Wednesday, January 13, 2010

Kids Count Report for Nebraska focuses on immigrants

A Kids Count report was just released for the state of Nebraska, and this year it focuses on immigrant children. The report issued from Voices for Children says that there are many barriers that prevent immigrant children from becoming productive adults.

The Kids Count report blames the barriers for immigrant children on restrictive laws and policies. Many of the children are US citizens because they were born in the states, however their parents might not be US citizens. The parents of these children avoid seeking services for their kids out of fear of being deported away.

From the CT Post, Jean Ortiz of the Associated Press unpacks the report for us.

In 2007, some 52,000 children — nearly 12 percent of all Nebraska's kids — were born in another country or had at least one foreign-born parent. Some 85 percent of those children are U.S. citizens, the nonprofit group said in its report.

A year earlier, 61 percent belonged to low-income families. Advocates say children in low-income households face the greatest risk of receiving low-quality child care, having inadequate nutrition, being uninsured and growing up in an unsafe neighborhood. They are also the kids most likely to end up in the juvenile justice system.

Some 64 percent of immigrant children lived with parents who had difficulty speaking English in 2007, according to the report.

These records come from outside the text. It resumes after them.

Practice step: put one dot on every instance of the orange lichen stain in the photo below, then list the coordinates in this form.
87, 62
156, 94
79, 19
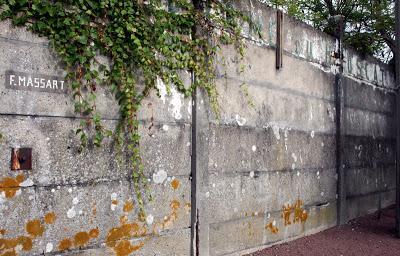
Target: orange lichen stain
94, 233
128, 206
272, 228
50, 218
300, 215
125, 231
65, 244
8, 246
34, 228
123, 219
286, 212
94, 210
175, 205
10, 186
125, 248
118, 238
175, 184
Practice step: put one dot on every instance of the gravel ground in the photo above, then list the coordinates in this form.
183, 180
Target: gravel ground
367, 236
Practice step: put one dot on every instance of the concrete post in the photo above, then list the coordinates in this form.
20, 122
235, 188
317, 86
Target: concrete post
340, 123
397, 56
199, 209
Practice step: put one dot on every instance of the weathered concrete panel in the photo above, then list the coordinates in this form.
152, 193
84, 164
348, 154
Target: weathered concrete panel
260, 69
359, 206
174, 243
56, 160
256, 193
369, 152
362, 123
361, 182
242, 234
103, 210
269, 105
244, 149
368, 98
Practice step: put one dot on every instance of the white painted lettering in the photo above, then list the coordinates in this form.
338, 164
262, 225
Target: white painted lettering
36, 81
29, 82
21, 79
42, 82
12, 77
48, 85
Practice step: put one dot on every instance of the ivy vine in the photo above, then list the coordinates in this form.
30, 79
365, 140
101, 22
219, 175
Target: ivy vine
145, 41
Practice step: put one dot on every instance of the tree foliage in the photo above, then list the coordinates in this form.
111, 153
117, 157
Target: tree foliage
369, 23
145, 42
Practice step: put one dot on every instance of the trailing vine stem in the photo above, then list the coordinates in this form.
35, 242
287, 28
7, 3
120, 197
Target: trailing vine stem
146, 42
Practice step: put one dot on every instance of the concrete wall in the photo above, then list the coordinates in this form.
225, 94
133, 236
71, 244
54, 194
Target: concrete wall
261, 174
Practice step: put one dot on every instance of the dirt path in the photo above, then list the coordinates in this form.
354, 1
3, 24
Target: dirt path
365, 236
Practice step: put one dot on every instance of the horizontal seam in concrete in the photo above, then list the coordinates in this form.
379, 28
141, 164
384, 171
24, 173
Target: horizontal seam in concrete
293, 92
99, 244
34, 116
267, 172
373, 193
366, 167
23, 42
272, 86
90, 183
271, 124
290, 129
381, 112
263, 215
286, 52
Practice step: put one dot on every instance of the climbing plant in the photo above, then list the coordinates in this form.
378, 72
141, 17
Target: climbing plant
146, 42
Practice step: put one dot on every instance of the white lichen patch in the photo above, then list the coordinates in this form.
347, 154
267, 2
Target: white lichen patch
160, 176
275, 130
71, 213
27, 183
294, 157
75, 200
240, 120
113, 196
176, 99
149, 219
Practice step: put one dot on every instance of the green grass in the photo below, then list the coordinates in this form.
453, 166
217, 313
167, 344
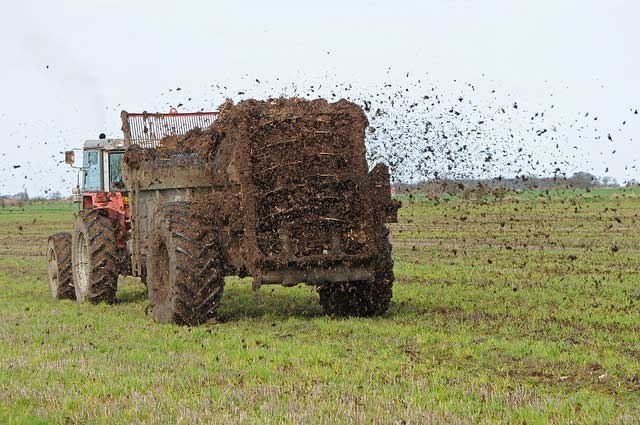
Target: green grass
521, 310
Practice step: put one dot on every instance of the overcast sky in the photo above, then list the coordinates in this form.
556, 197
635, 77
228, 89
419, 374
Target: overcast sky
69, 67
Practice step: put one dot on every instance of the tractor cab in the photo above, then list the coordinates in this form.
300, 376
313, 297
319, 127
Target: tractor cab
102, 166
100, 184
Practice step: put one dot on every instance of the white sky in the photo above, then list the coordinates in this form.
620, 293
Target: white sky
108, 55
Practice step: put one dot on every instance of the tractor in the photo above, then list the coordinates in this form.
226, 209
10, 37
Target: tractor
279, 192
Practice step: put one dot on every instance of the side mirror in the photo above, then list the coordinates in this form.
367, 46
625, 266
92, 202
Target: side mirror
69, 158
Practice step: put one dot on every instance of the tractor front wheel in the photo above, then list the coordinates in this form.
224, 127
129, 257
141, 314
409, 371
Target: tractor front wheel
185, 275
95, 258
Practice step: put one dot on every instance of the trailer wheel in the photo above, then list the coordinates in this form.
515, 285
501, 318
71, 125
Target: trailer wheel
184, 268
59, 266
361, 298
96, 259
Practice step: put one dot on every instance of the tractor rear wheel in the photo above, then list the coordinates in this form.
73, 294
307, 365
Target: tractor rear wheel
95, 258
59, 266
185, 273
361, 299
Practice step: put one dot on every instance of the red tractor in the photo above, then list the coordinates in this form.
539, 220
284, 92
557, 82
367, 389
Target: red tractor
100, 231
282, 193
85, 264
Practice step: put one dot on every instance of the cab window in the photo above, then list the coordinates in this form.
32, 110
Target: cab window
115, 172
92, 171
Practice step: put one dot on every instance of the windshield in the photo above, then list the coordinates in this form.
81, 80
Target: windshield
92, 171
115, 172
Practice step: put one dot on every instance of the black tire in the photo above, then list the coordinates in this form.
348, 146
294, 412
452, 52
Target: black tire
59, 266
362, 299
185, 274
95, 258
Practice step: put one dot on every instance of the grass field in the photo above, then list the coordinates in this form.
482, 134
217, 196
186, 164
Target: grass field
523, 310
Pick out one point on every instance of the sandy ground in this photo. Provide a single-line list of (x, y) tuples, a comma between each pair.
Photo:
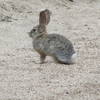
[(21, 75)]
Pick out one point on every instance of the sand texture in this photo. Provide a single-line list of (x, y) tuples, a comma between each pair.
[(21, 75)]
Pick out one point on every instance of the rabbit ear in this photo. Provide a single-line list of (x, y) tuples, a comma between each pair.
[(44, 17)]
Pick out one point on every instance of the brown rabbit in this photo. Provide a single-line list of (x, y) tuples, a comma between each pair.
[(57, 46)]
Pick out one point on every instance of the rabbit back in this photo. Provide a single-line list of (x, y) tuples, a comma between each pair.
[(55, 45)]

Those parents often struggle to navigate the school system or access health care and other services for their children, meaning that their offspring could miss opportunities for improvement and better health.

It also means those children have to shoulder more responsibility, said Mark Mather with the Population Reference Bureau, who has studied the issue on a national scope.

"What we have here is a generation of translators," he said. "These kids are kind of between two worlds."

Children of illegal immigrants are even more vulnerable because their parents are too scared to access public services for their children for fear of being discovered and deported, the report found.